In the Blue & Gray article, Marvel wrote, "Every one of the last dozen recognized Confederates was bogus. Thomas Riddle was only five when the Confederacy collapsed, and Arnold Murray only nine. William Loudermilk, who insisted he fought through the Atlanta Campaign at 16, did not turn 14 until after Appomattox. William Bush and a reputed Confederate nurse named Sarah Rockwell were not 20 years old in the summer of 1865, but 15."

The motive for fabrications of Confederate Army service almost always was to support a claim for a veteran's pension during the hard times of the Great Depression.
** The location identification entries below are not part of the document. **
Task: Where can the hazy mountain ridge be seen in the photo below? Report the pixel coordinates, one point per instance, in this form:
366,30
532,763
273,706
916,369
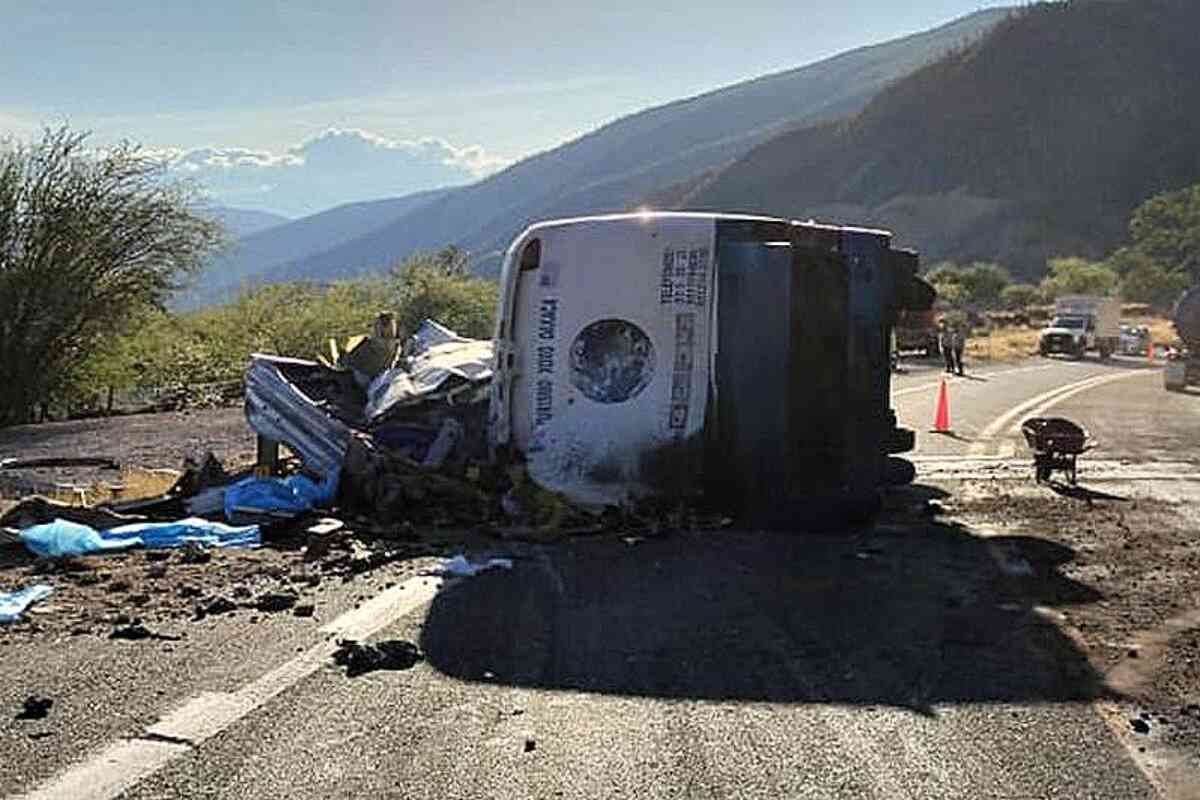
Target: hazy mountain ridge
245,222
252,256
613,167
1037,140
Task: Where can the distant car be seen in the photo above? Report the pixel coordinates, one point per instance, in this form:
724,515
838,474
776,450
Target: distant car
1134,340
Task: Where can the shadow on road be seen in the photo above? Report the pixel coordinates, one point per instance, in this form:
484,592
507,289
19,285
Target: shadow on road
951,434
912,614
1083,493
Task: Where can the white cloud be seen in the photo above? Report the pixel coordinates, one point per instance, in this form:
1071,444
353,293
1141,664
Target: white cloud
337,166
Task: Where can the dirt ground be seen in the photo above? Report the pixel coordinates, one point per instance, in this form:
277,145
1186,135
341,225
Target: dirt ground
147,441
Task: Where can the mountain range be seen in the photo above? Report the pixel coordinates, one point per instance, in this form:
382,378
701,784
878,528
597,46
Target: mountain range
1036,140
610,169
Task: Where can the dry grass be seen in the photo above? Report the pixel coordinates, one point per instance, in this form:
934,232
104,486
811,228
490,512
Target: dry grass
133,483
1021,342
1003,344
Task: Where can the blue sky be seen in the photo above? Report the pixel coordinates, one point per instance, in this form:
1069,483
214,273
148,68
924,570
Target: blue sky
442,91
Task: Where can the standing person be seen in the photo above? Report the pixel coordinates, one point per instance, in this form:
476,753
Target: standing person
946,346
958,341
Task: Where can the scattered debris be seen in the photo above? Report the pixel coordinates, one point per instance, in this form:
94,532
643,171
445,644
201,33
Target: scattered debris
461,567
41,463
287,497
137,632
13,603
35,708
195,553
360,659
276,601
63,537
217,606
36,510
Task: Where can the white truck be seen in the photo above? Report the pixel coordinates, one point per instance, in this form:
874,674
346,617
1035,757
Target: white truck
1080,324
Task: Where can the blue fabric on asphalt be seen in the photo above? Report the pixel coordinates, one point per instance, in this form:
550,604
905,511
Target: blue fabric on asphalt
61,539
13,603
295,494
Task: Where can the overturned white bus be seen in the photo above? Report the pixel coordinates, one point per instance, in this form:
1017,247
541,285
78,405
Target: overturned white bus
738,356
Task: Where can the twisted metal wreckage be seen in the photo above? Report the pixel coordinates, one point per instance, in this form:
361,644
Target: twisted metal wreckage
735,359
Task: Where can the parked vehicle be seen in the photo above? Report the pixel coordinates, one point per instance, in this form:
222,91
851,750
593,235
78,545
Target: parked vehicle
1081,324
1183,366
917,330
1134,340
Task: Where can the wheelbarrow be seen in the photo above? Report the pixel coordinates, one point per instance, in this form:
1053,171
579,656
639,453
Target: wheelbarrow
1056,443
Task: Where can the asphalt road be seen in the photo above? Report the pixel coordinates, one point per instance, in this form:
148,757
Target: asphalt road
899,661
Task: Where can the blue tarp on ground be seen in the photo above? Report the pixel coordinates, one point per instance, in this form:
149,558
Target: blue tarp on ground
295,494
13,603
61,539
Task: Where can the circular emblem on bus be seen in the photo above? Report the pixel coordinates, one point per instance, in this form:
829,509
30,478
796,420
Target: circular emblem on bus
612,361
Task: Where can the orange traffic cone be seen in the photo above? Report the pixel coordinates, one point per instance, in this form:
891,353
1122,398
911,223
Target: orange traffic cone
942,416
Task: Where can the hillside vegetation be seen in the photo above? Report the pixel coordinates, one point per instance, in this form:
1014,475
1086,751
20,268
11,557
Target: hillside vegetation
1037,140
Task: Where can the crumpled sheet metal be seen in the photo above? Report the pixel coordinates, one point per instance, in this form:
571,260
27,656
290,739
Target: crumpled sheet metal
469,360
279,410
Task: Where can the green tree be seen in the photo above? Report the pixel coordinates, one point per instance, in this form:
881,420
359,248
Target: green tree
1020,295
460,301
87,241
977,284
1074,275
983,283
1167,229
1144,280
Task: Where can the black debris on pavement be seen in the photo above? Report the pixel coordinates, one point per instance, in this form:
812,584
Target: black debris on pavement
217,606
360,659
138,632
275,601
35,708
193,553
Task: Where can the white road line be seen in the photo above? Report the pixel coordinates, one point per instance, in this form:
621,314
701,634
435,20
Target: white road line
912,390
1006,421
125,763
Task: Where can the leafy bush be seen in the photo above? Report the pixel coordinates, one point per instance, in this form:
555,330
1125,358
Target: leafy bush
1074,275
88,241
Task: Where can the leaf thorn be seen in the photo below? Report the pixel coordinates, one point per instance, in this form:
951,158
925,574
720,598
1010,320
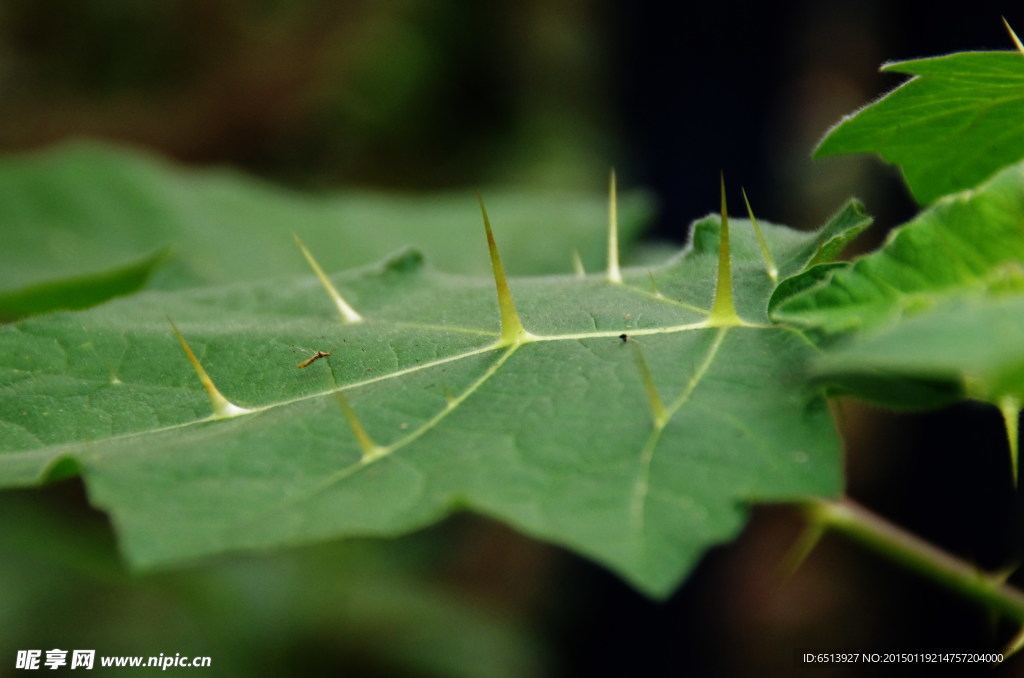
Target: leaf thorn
370,450
578,264
1013,36
348,314
723,310
1010,407
653,286
222,408
512,330
657,411
770,266
613,274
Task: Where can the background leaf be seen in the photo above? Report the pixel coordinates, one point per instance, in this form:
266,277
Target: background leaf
954,124
966,243
553,435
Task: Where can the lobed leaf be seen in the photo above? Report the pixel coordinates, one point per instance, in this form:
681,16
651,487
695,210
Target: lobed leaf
967,243
552,433
85,212
955,123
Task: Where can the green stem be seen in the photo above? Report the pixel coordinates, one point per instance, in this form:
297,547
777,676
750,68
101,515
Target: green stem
912,552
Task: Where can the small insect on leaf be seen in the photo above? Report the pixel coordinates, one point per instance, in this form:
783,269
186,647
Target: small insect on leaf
312,358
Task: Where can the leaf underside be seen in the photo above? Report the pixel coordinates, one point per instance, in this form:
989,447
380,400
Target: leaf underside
553,435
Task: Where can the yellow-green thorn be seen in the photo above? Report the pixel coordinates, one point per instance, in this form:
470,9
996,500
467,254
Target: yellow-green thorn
1014,645
657,410
578,264
653,285
348,314
770,266
369,449
1010,406
222,408
512,329
723,310
1013,36
613,273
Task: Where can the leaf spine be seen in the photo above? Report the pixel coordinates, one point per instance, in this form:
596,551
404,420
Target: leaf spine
653,286
723,310
1013,36
613,274
1010,407
222,408
578,264
657,411
512,329
770,266
348,314
370,450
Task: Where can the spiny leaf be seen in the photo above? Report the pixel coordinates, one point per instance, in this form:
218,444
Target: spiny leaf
954,124
79,209
552,433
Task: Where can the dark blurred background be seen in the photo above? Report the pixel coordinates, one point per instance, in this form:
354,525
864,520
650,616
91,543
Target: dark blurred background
415,95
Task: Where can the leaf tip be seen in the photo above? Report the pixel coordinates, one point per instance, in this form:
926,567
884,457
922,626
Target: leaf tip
348,314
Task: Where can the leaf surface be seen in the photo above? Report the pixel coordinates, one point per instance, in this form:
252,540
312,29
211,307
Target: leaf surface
82,209
554,434
968,243
951,126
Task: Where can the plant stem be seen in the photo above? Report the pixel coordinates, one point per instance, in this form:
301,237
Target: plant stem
912,552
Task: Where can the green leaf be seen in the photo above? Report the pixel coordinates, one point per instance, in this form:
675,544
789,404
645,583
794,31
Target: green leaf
975,344
553,433
935,313
965,244
954,124
83,208
79,292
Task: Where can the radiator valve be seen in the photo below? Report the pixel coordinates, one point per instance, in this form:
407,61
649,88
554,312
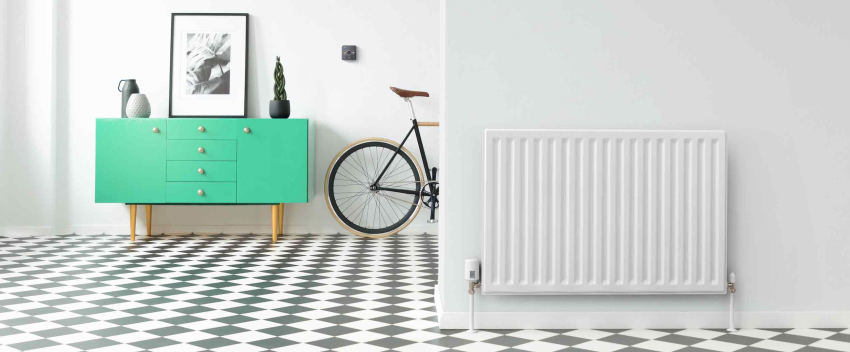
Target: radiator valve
473,286
731,284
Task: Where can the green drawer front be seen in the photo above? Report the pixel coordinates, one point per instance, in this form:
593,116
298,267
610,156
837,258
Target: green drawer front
212,129
213,192
213,171
212,150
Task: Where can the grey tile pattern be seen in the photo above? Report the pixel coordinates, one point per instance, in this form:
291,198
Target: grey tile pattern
305,293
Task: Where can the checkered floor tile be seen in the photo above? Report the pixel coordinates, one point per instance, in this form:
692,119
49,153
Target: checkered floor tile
304,293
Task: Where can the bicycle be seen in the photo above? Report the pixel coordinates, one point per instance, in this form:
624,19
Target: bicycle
374,187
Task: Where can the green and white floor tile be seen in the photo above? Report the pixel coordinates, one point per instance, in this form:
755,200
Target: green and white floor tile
305,293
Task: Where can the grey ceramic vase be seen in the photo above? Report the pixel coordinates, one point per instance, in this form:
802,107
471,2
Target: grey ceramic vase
138,106
279,109
129,88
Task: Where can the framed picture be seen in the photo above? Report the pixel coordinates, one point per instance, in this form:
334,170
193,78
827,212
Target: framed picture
209,65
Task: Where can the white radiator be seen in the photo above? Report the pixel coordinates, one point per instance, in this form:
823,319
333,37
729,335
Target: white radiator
604,212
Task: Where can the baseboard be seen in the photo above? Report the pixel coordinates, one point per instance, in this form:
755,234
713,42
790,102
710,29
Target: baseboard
296,229
26,231
639,320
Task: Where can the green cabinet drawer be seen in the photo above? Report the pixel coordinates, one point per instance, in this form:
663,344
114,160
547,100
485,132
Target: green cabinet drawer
201,150
274,163
203,128
130,160
201,171
200,192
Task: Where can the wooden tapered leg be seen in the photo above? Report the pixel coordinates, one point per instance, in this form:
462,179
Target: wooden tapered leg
132,222
280,219
148,216
274,222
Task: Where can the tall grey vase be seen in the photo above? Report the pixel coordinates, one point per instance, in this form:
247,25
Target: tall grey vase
130,87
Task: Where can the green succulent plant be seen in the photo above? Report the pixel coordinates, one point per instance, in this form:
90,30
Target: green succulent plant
279,81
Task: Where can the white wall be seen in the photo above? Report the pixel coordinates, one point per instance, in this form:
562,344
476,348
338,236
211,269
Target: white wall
4,63
101,42
772,74
28,126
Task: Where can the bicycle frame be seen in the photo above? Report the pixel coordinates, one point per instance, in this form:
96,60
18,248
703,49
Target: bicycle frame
429,177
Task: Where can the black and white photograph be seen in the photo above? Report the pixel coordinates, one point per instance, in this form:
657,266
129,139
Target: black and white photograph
208,63
209,56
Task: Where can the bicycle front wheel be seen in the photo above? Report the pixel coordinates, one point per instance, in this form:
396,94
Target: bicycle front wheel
373,213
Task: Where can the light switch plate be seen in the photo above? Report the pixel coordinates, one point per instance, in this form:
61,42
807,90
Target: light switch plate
349,52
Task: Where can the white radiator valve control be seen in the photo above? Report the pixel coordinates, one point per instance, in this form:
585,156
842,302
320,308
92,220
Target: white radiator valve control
472,270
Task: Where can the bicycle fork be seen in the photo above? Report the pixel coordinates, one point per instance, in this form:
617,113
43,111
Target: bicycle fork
433,198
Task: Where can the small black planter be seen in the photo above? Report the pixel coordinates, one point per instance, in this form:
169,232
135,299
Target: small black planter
279,109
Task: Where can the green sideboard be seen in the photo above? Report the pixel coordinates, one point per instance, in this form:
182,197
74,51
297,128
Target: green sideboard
204,161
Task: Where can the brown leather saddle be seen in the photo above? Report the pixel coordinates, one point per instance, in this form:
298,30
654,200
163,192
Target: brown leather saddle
404,93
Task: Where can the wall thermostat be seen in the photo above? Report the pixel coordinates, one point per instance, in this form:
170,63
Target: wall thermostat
472,270
349,52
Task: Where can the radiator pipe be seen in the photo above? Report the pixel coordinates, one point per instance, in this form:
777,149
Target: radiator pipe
731,288
472,287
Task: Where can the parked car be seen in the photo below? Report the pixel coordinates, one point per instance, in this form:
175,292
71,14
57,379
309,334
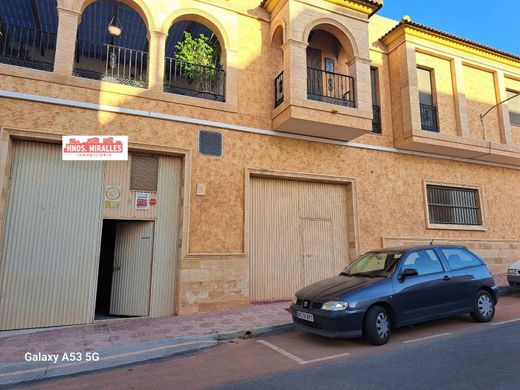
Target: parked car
513,275
395,287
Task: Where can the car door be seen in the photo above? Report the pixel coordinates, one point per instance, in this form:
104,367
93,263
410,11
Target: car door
425,295
466,272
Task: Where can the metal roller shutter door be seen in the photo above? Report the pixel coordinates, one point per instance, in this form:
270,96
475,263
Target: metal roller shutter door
51,241
298,235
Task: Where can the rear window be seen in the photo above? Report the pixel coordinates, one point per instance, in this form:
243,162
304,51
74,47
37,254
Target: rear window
459,258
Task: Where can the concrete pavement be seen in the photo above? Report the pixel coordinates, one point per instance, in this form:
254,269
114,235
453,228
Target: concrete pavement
118,342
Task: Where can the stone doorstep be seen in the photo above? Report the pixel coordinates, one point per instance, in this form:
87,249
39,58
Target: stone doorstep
118,356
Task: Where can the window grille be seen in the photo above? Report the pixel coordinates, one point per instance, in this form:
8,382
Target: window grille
453,206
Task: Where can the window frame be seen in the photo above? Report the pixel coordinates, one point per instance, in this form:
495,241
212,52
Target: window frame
405,257
376,100
440,226
516,124
441,249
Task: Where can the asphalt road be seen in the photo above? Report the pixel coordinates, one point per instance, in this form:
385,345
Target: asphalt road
487,359
454,353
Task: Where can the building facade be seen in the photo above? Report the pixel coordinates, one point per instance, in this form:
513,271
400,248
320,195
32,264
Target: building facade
317,130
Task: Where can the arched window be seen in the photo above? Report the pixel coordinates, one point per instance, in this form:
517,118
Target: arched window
193,63
328,76
28,33
112,44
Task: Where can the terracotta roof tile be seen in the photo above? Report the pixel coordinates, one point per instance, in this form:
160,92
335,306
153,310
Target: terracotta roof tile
453,37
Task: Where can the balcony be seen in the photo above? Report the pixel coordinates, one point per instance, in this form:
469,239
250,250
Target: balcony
329,87
184,78
327,110
110,63
29,48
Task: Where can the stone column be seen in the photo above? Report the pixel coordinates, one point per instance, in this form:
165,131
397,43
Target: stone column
231,92
359,68
461,108
156,59
66,42
504,123
295,70
409,89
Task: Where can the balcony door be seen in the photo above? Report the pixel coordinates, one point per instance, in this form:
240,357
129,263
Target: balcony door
314,74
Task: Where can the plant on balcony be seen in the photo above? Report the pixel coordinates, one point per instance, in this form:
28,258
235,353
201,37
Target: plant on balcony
200,60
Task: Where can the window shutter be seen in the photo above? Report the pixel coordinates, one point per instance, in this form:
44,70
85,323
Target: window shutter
144,173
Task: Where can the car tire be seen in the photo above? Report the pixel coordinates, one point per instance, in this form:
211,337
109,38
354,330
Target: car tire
483,307
377,326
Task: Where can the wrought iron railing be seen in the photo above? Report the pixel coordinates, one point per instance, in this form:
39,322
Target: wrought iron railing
376,121
184,78
27,47
330,87
111,63
428,117
278,90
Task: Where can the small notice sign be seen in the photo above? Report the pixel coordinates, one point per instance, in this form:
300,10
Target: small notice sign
112,197
142,200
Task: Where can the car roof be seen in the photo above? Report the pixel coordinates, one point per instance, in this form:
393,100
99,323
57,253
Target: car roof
407,248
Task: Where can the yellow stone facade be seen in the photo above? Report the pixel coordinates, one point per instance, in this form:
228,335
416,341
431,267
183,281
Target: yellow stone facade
389,169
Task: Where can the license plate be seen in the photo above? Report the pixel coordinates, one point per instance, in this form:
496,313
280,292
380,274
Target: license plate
305,316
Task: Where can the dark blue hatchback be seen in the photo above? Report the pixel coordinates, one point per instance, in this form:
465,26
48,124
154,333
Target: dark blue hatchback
394,287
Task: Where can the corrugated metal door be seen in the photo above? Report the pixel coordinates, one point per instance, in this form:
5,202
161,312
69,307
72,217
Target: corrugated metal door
298,235
166,240
52,236
317,249
130,294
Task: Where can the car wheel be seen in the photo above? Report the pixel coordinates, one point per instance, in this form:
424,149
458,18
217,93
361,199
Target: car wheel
377,326
484,307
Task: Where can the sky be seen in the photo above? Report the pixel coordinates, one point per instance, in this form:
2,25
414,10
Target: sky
494,23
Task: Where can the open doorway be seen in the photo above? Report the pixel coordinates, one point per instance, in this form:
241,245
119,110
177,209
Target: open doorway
125,268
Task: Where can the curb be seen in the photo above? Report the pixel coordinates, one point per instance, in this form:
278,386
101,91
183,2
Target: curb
16,373
506,290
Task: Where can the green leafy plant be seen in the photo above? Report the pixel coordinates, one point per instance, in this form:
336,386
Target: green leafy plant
200,58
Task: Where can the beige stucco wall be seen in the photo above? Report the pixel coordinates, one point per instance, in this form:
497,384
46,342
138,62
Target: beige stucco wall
480,95
442,90
214,271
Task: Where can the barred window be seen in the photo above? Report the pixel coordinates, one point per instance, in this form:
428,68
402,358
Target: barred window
453,206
In his 1991 article in Blue & Gray magazine, Marvel confirmed Albert Woolson's (February 11, 1850 – August 2, 1956) claim to be the last surviving Union Army veteran and asserted that Woolson was the last genuine surviving American Civil War veteran from either side. On October 10, 1864, Albert enlisted in Company C, 1st Minnesota Heavy Artillery Regiment, becoming the company's drummer. However, the company never saw action, and Albert Woolson was discharged on September 7, 1865. Union Army veteran James Albert Hard (July 15, 1843 – March 12, 1953) was the last verified surviving American Civil War veteran who was in combat.